Now if he had said-'Unharness the horse, water and feed him, and I will pay you for it in the morning,' he would have been understood by the ostler (JD 3:23-28).
 

FOOTNOTES
[1]
For more on the various meeting houses in use and the "Great Tabernacle," see "The Great Tabernacle: A Building of Purpose and Spirit," Ensign, Apr. 2007, 24.
[2] B.H. Roberts once spoke of the importance of accuracy in teaching, noting that the closer to truth we are, the better the Holy Ghost can manifest a witness to what we taught. I need to find the source on this statement, however.

[3] Professor Seixas referred to Joshua Seixas of the Hudson Seminary. In 1836, Joseph smith hired Seixas to teach Hebrew at the school of the prophets in Kirtland. More than 30 students formed the first class, and soon the group swelled to include four classes. Joseph Smith was faithful in attending and mentioned his studies often in entries now found in the History of the Church. (For more, see Milton V. Backman Jr., The Heavens Resound p. 272).
 
[4] Occasionally, as in this case, the transcriber would include an audience reaction such as "laughter."
Orig. posted 9/27/07.

5 comments:

poulsen said...

Great post.
I think more people should take this principle into account when studying the Book of Mormon. God surely understands this and while guiding the translation would have applied it to the translation into the English language by avoiding the use of obscure or litle used meanings for words. I often think that one of the reasons for choosing Joseph Smith to carry out the translation was his "lack of a formal education" in order to insure that the Gospel in its fullness would be available to all without the need for a degree in theology in order to understand it.

It amazes me how many people look for obscure meanings for words in order to give meanings to the text that support their personal views but are in opposition to the plain meaning of the text based on simple common English. This is especially true of those who want to justify their view of the geography desctobed in the Book of Mormon.

Larry P

poulsen said...

Should be described not desctobed

BHodges said...

Larry, thanks. I think the Book of Mormon does indeed present us with interesting possibilities in terms of what the words mean. I tend to follow a dynamic translation that included some tight elements (like the spelling of names on the first or early instance) and things like that, but in regards to much of the text I see it filtered as translation into phrases with which JS would have been familiar.

So how much meaning can we assign even the word "Christian" as applied towards the end of the book of Alma? That word carries so much more, and differently so, than it would have for the ancient Lehites, and what was the exact underlying nature of the original word?

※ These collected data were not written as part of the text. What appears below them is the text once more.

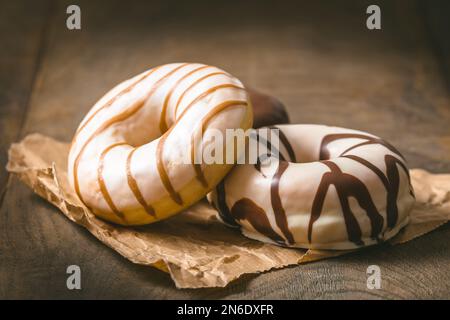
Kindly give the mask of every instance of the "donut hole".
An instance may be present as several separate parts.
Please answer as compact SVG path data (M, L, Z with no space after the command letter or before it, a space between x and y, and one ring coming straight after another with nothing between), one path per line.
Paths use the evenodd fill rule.
M129 119L115 125L112 128L112 136L134 148L159 139L164 133L161 133L155 122L159 114L158 109L160 108L157 105L145 106Z

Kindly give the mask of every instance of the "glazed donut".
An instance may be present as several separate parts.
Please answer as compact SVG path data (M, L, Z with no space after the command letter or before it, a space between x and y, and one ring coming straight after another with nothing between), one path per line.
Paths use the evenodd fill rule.
M223 222L252 239L308 249L372 245L408 223L414 192L391 144L324 125L273 128L278 148L274 131L257 134L268 159L235 166L208 195Z
M120 83L81 122L68 176L97 216L152 223L203 198L233 164L195 163L193 135L244 130L252 109L242 83L216 67L162 65ZM186 163L180 159L191 159Z

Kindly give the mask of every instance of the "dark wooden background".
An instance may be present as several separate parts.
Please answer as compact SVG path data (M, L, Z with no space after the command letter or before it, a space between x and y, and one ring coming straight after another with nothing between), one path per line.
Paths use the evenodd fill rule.
M280 98L292 122L367 130L411 167L450 172L448 1L76 1L0 4L0 165L31 132L69 141L91 105L151 66L220 66ZM365 27L377 3L382 30ZM0 171L0 298L450 298L450 226L395 247L177 290ZM66 289L66 267L82 290ZM366 288L377 264L382 288Z

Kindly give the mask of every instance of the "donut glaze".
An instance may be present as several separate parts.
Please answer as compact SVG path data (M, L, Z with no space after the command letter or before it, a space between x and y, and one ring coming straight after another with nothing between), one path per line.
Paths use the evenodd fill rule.
M414 192L391 144L324 125L273 128L279 155L259 142L270 161L235 166L208 196L223 222L268 243L338 250L385 241L409 222Z
M89 111L72 141L69 180L99 217L152 223L197 202L232 167L194 164L194 131L204 143L211 128L246 130L252 121L246 90L227 72L159 66L122 82Z

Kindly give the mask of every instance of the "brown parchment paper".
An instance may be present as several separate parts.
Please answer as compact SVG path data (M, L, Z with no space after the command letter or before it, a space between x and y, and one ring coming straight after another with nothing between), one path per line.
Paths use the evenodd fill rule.
M243 274L350 252L288 249L247 239L220 223L206 201L148 226L107 223L84 207L70 188L68 151L66 143L32 134L10 147L7 170L131 262L168 272L178 288L224 287ZM413 169L411 177L417 204L411 223L392 244L414 239L450 220L450 174Z

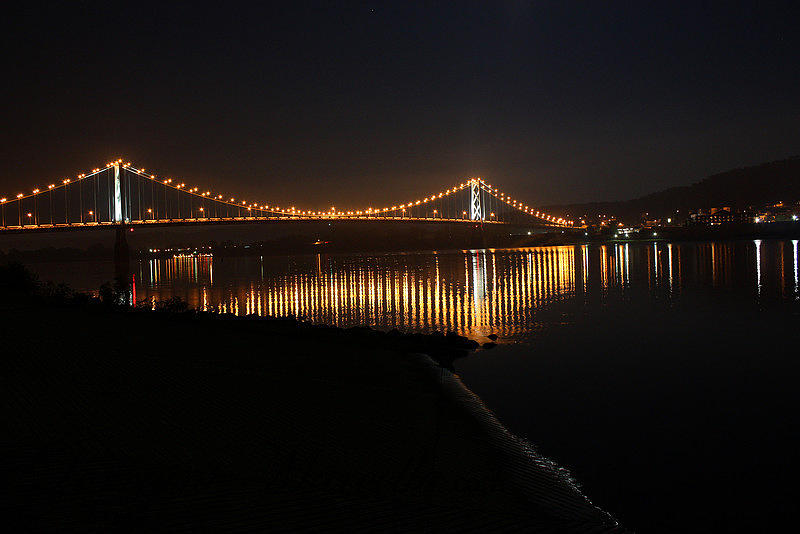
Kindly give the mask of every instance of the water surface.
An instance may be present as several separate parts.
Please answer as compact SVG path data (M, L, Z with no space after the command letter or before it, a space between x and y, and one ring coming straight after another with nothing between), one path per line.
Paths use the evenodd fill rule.
M34 267L85 290L113 274ZM797 241L176 255L136 263L132 279L139 306L178 296L239 315L497 334L457 372L640 532L769 530L794 508Z
M133 264L139 305L181 297L197 309L294 315L338 326L453 330L524 341L554 303L646 290L653 299L735 291L751 301L793 299L797 241L609 244L408 254L175 255ZM110 263L35 266L44 279L96 291Z

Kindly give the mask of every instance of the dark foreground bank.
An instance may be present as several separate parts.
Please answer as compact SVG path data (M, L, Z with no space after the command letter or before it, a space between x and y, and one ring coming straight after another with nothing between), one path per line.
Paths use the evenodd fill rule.
M0 303L4 516L28 529L620 531L410 338Z

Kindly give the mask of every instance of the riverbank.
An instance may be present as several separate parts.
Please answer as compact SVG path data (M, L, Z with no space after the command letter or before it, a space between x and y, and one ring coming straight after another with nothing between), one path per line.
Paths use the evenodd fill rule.
M4 506L29 529L619 530L422 338L53 291L0 319Z

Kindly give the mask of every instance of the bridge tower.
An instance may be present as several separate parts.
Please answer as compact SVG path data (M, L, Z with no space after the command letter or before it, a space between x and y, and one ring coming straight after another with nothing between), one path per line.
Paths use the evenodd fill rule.
M114 163L114 222L122 223L122 176L119 173L119 163Z
M483 220L483 208L481 206L481 187L478 183L478 180L473 178L469 182L470 185L470 210L469 210L469 218L473 221L482 221Z

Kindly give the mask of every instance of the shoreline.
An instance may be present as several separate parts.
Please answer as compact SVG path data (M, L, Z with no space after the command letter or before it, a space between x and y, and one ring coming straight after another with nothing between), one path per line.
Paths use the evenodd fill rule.
M445 368L466 338L78 301L0 302L31 528L622 531Z

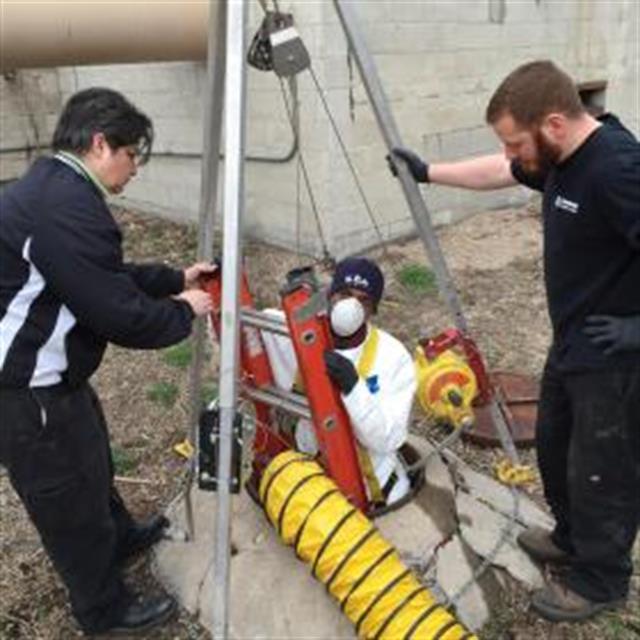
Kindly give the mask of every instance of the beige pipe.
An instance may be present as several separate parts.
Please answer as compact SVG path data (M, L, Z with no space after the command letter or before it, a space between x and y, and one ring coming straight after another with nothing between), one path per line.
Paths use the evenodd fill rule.
M0 70L204 60L209 0L0 0Z

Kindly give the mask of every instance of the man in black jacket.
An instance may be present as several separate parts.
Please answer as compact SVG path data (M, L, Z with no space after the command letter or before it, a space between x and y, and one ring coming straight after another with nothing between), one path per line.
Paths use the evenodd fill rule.
M123 260L105 202L151 150L151 121L122 95L89 89L66 104L52 157L0 201L0 463L62 577L85 632L135 632L175 611L136 601L122 563L157 542L161 516L136 523L113 486L109 436L88 383L108 342L155 349L211 309L184 271Z
M418 182L543 193L553 344L536 437L556 527L519 543L568 565L533 595L534 609L582 620L626 598L640 519L640 144L617 118L589 115L549 61L513 71L487 122L504 153L427 165L395 149L394 161Z

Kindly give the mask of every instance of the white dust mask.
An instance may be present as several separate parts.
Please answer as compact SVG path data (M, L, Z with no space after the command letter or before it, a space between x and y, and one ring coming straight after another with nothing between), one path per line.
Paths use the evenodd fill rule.
M364 307L357 298L339 300L331 309L331 328L341 338L353 335L364 320Z

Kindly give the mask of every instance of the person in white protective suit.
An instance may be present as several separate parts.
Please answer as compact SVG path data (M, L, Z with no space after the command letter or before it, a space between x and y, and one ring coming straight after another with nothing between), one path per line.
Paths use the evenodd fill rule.
M411 488L399 449L408 434L416 380L406 347L370 322L383 289L384 276L371 260L346 258L338 263L329 289L335 348L325 353L325 365L340 389L359 444L369 498L390 505ZM263 338L276 383L292 388L297 364L291 341L266 332ZM310 422L298 421L295 440L299 450L317 453Z

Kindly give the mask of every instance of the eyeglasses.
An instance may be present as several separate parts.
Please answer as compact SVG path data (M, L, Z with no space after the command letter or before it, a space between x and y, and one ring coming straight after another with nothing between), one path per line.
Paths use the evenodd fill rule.
M144 164L145 158L139 147L125 147L124 149L127 157L131 162L133 162L133 164L135 164L136 167Z

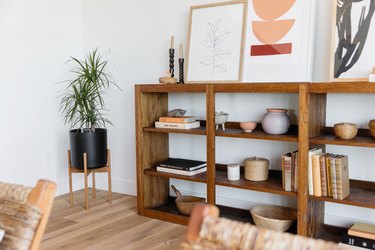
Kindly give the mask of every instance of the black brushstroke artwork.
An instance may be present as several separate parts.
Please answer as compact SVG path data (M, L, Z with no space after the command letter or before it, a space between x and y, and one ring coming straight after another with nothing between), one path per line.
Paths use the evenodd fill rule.
M337 0L336 29L338 44L334 58L335 78L339 78L342 73L354 66L361 56L366 43L371 19L375 11L375 0L371 0L368 6L362 7L358 30L352 37L352 5L359 2L363 2L363 0ZM365 14L367 7L368 11Z
M230 31L222 30L222 20L215 23L207 23L206 39L201 42L202 46L209 50L209 54L202 57L200 63L212 67L212 74L215 72L226 72L225 59L229 58L231 52L220 48L220 44L230 36Z

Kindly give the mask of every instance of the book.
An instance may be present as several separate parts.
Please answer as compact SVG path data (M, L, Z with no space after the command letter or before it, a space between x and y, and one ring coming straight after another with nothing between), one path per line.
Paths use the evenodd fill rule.
M207 163L204 161L196 161L181 158L168 158L166 161L159 164L159 166L163 168L172 168L186 171L192 171L204 167L206 165Z
M344 248L346 250L363 250L363 249L368 249L368 248L364 248L364 247L358 247L358 246L353 246L353 245L345 244L345 243L342 243L342 242L339 242L338 246L341 247L341 248Z
M297 189L298 189L298 151L296 151L296 157L294 159L295 159L294 160L294 192L297 192Z
M328 197L332 197L332 181L331 181L331 161L330 157L332 155L328 154L326 158L326 175L327 175L327 193Z
M329 156L328 153L322 154L319 157L319 166L320 166L320 182L321 182L321 189L322 189L322 196L327 197L327 172L326 172L326 157Z
M343 200L350 194L348 156L335 158L337 199Z
M296 178L296 166L298 162L298 150L292 152L292 159L291 159L291 175L292 175L292 191L297 192L297 178Z
M172 169L172 168L165 168L165 167L156 167L156 171L170 173L170 174L178 174L178 175L186 175L186 176L193 176L196 174L200 174L207 171L207 167L200 167L198 169L187 171L187 170L180 170L180 169Z
M312 173L312 156L314 154L321 154L323 151L321 148L312 148L309 150L309 158L308 158L308 181L309 181L309 195L314 195L314 187L313 187L313 173Z
M313 192L315 196L322 196L322 184L320 178L320 154L313 154L312 157L312 174L313 174Z
M175 123L175 122L155 122L155 128L192 129L199 128L200 122Z
M194 116L162 116L159 118L159 122L174 122L174 123L188 123L195 122L196 118Z
M337 185L336 185L336 161L335 158L337 155L331 155L329 157L329 173L330 173L330 178L331 178L331 193L332 193L332 198L337 199Z
M352 236L348 234L344 234L341 237L341 243L351 245L351 246L357 246L362 247L364 249L374 249L375 250L375 240L366 239L362 237Z
M286 153L282 156L282 169L284 169L284 190L285 191L292 191L292 173L291 173L291 165L292 165L292 154Z
M355 223L349 228L348 235L375 240L375 225Z

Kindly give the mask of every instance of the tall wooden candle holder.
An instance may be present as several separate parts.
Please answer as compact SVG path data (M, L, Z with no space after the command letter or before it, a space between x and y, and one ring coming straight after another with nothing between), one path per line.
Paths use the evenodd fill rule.
M174 49L169 49L169 72L174 77Z
M185 83L184 81L184 58L179 58L178 59L178 65L179 65L179 81L178 83Z

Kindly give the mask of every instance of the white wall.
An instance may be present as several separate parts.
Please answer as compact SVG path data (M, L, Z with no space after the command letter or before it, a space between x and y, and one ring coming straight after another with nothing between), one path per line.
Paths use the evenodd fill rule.
M5 55L0 62L1 86L4 86L0 102L5 113L0 131L7 131L0 142L5 163L0 165L0 179L33 184L37 178L46 177L58 181L60 193L67 192L68 128L62 125L57 113L55 97L59 87L54 83L63 78L66 72L63 62L69 55L80 56L99 47L113 62L113 78L123 90L112 88L107 98L114 123L108 127L114 191L135 194L134 84L157 82L168 69L170 36L175 36L175 44L186 44L189 7L212 2L217 1L82 0L81 6L73 0L0 0L0 32L7 37L5 41L0 39L0 52ZM318 1L316 81L328 80L330 4L331 1ZM372 95L330 95L327 124L354 121L365 126L374 116L369 108L373 107L372 99ZM244 117L259 119L270 106L286 107L298 113L297 101L293 95L222 95L218 97L217 107L229 111L231 120L239 121ZM174 94L170 108L175 107L204 116L205 100L199 94ZM36 115L38 118L34 118ZM217 143L217 159L222 163L241 162L248 156L258 155L270 158L273 168L278 168L281 152L297 147L294 143L228 138L220 138ZM328 150L350 155L351 176L374 180L372 149L332 146ZM50 167L43 166L43 152L51 154ZM170 154L205 159L204 137L171 135ZM361 158L366 160L362 162ZM78 178L76 183L75 188L80 188L78 183L82 181ZM205 193L202 184L174 183L186 193ZM106 188L105 176L99 176L99 186ZM293 200L285 197L229 188L219 188L217 199L220 203L244 208L260 202L295 206ZM326 207L328 223L346 225L353 221L353 216L375 222L373 210L336 204Z
M81 16L76 0L0 0L1 181L67 176L57 82L82 55Z

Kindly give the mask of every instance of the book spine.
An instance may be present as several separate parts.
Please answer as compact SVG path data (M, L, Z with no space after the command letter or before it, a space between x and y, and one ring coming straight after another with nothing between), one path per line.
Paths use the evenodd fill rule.
M331 174L331 186L332 186L332 198L337 199L337 186L336 186L336 164L335 157L331 156L329 158L330 162L330 174Z
M327 174L326 174L326 156L322 155L319 157L319 165L320 165L320 181L321 181L321 189L322 189L322 196L328 196L327 192Z
M296 152L292 152L291 159L291 191L295 191L295 176L296 176Z
M191 123L171 123L171 122L155 122L156 128L174 128L174 129L191 129L198 128L199 122Z
M202 168L196 169L194 171L185 171L185 170L170 169L170 168L163 168L163 167L156 167L156 170L158 172L165 172L165 173L170 173L170 174L193 176L193 175L196 175L196 174L206 172L207 167L202 167Z
M189 168L189 167L181 167L181 166L166 165L166 164L163 164L163 163L160 163L160 164L159 164L159 167L162 167L162 168L171 168L171 169L178 169L178 170L185 170L185 171L191 171L191 170L192 170L192 169Z
M341 171L341 161L339 158L335 159L336 167L336 188L337 188L337 199L343 200L342 194L342 171Z
M194 122L194 117L160 117L159 122L174 122L174 123L188 123Z
M297 192L298 190L298 152L296 152L296 157L294 161L294 192Z
M375 250L375 240L345 234L342 237L341 242L351 246Z
M322 196L321 180L320 180L320 155L312 156L312 168L313 168L313 188L315 196Z
M331 155L326 156L326 175L327 175L327 194L328 197L332 197L332 182L331 182Z
M291 165L292 165L291 157L285 157L285 191L292 191Z

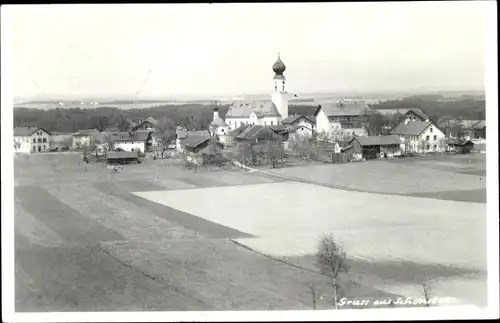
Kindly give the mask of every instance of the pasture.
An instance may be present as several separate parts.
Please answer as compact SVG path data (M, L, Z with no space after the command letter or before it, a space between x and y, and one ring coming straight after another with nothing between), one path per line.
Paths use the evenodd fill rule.
M17 311L312 309L310 286L317 308L331 308L311 265L322 232L348 252L344 296L413 296L432 279L446 296L484 299L482 203L194 173L172 160L116 173L79 159L16 157ZM302 168L277 171L292 169Z

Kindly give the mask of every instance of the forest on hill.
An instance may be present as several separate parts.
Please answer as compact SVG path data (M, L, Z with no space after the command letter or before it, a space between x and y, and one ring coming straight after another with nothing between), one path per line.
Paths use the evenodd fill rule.
M443 119L485 120L485 101L462 98L443 101L441 98L408 97L402 100L388 100L370 105L373 109L410 109L419 108L434 122ZM224 117L229 109L228 104L218 104L219 115ZM73 133L82 129L115 128L123 120L138 122L141 118L168 118L177 125L188 129L207 129L213 119L213 105L167 104L152 106L146 109L119 109L115 107L99 108L56 108L32 109L16 107L14 109L14 126L34 125L51 132ZM308 106L294 106L290 113L310 115L314 110ZM312 109L312 110L311 110ZM307 110L307 111L306 111Z
M463 97L443 100L441 97L408 97L402 100L388 100L371 104L373 109L411 109L422 110L431 120L442 119L486 120L486 101Z

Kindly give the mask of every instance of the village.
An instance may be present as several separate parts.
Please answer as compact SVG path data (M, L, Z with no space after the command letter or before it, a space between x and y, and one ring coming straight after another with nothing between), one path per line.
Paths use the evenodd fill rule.
M220 116L217 106L208 129L187 130L152 117L131 121L128 131L82 129L51 133L36 125L14 129L16 153L82 152L82 161L140 162L144 158L183 158L186 165L271 165L287 160L339 163L436 153L485 152L486 122L447 120L438 125L420 109L394 111L400 123L368 135L372 109L364 101L312 101L297 109L289 102L278 55L272 66L269 101L235 101ZM289 104L291 103L291 104ZM376 110L374 110L376 111ZM368 123L368 125L367 125ZM444 129L454 126L454 132ZM446 128L445 128L446 127Z

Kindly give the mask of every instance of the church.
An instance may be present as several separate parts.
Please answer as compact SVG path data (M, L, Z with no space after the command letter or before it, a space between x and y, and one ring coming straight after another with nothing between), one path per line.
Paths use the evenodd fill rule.
M288 117L288 92L285 90L286 79L283 75L285 69L278 53L278 59L273 65L274 92L271 101L234 101L225 117L230 130L243 125L279 125Z

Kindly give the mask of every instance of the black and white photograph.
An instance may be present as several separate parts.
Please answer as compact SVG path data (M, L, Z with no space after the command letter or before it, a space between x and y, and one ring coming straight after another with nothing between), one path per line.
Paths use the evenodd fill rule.
M3 320L498 318L496 19L2 5Z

I think your point about plainness in the BoM text is interesting and deserves a close look by anyone interested in understanding the record.

Ardis Parshall said...

I just ran across the "preach short sermons" piece by George A. Smith and thought it would make a good Keepa piece. In Googling around to see how well known it might be, I discover that you've already posted it, B! Don't know how I missed it last October, because I usually read LOGP.

Oh, well -- great minds and all that, even if one of those minds is extremely slow.

BHodges said...

Indeed, great minds!

I still haven't heard back on my recent request, by the way. I faxed it in last week, so hopefully sometime soon. I've been so darn busy with work and school I haven't had a moment to blog!